Die Bundesregierung unterstützt aktiv alle wichtigen internationalen waldrelevanten Prozesse und will auch im eigenen Bereich Vorbild sein. Hier greifen die Aktivitäten des Bundesministeriums für Ernährung und Landwirtschaft (BMEL), die Initiativen des Bundesumweltministeriums (BMUB) und die deutsche Entwicklungszusammenarbeit des Bundesministeriums für wirtschaftliche Zusammenarbeit und Entwicklung (BMZ) ineinander. Umfasst sind davon beispielsweise Prozesse zur Erhaltung von Wäldern wie im Rahmen der Klimaverhandlungen, zum Wiederaufbau von Wäldern oder zur Bekämpfung des illegalen Holzeinschlages und zur Förderung entwaldungsfreier Lieferketten bei Agrarprodukten.
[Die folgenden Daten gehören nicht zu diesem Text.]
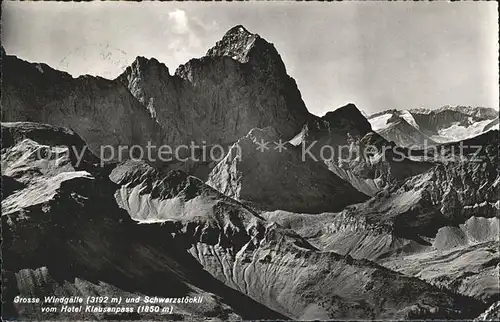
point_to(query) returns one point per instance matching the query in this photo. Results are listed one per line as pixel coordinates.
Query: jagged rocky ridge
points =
(64, 234)
(239, 85)
(344, 141)
(437, 213)
(440, 225)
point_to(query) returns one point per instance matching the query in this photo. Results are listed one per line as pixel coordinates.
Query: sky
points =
(378, 55)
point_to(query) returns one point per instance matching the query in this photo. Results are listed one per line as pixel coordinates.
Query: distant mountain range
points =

Mit knapp vier Milliarden Hektar bedecken die Wälder noch rund 30 Prozent der Erdoberfläche. Als einzigartiges Multitalent und wertvolles Ökosystem spielen Wälder eine überaus wichtige Rolle, die Lebensgrundlagen für Mensch und Natur zu erhalten und sind gleichzeitig lebenswichtiger Rohstofflieferant. Durch ihre vielfältigen Leistungen für Boden, Wasser, Ernährung, Wirtschaft, Biodiversität, Schutz und Erholung sind Wälder essentiell für eine nachhaltige Entwicklung.